International relevance: ***
One of the most legendary albums to come out of the Swedish progg scene, and also one of the earliest. It's almost mythical to collectors, being extremely hard to find and fetching ridiculous prices any rare time it's offered for sale. It was ninth album release on MNW, one of the most important labels of the Swedish 70's, putting out many stellar albums of the era.
Scorpion was in fact MNW head honcho Bo Anders Larsson's own one-off project. Larsson had previously been in Tintacs who had two singles out in the late 60's. Tintacs soon became Ron Faust who put out a fine 45, ”I Wanna Hold You” b/w ”I Keep on Moving”, in 1969. Both incarnations of the band also featured Lorne de Wolfe who later made a mark in history as a member of Contact, Vargen, and much later and to a lot lesser artistic extent, Hansson de Wolfe United. The entire Contact back Larsson on ”I Am the Scorpion”, and being produced by Kim Fowley, it's like the evil cousin to Contact's – much more subdued – debut album ”Nobody Wants to Be Sixteen”.

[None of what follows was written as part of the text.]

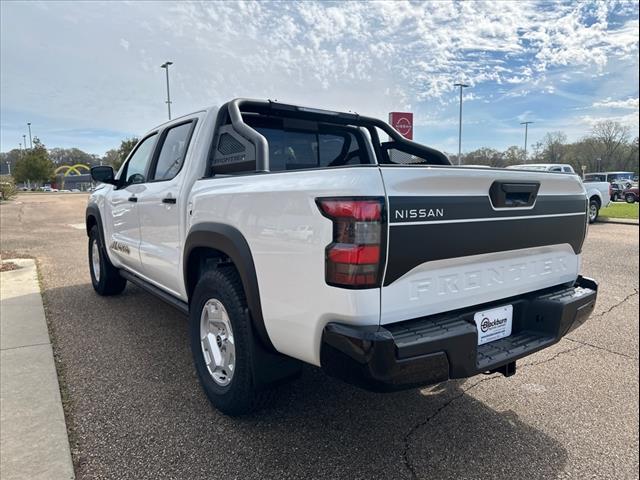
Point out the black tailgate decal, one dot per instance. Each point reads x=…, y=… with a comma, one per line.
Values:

With the first side of the album having the guitars going on the red and the drums pounding on your eardrums, side B might come as an unpleasant surprise. Much mellower, and in parts downright terrible. It begins with one of the lousiest tracks ever recorded in Sweden, ”Michoican” (backed with another pointless album track, the parodic blues track ”Everybody Knows My Name”). Why this jolly-jolly-ho-ho-ho-thumbs-up-yeehah crap was chosen as a single – A side at that! – is a complete mystery. Somebody must have had a severe brain loss picking that as some kind of attempted hit.
The rest of the second side is much better, but a far cry from the stunning first one. Much more in a 60's beat style, it does have its pleasant moments, such as the freakbeat rumbler ”Hey La La La” if you're into that sort of thing.
”I Am the Scorpion”, as a whole, is a disappointment – especially if you fork out the money dealers ask for it without knowing what the B side is like. Side A, however, is as heavy and rough as music got in 1970, up there with the best and rawest US garage rock of the era. Do keep in mind though, that nice copies are hard to find of the early MNW releases, including "I Am the Scorpion". The vinyl they used were hardly audiophile stuff...
As an afterthought, Scorpion released a non album 45 in 1971, a cover of ”It's All Over Now”, made famous by the Rolling Stones, coupled with a screaming five and a half minutes of ”Wolves Mouth Song”. Almost as impossible to find as the album, this certainly is in the vein of the album's prime side. ”It's All Over Now” gets a blasting devil-may-care treatment sure to fry your brain. ”Wolves Mouth Song”, although being entirely instrumental, is Scorpion at their (or his) uttermost finest. Both tracks were in fact outtakes by Swedish-Norweigan hippie duo Charlie & Esdor.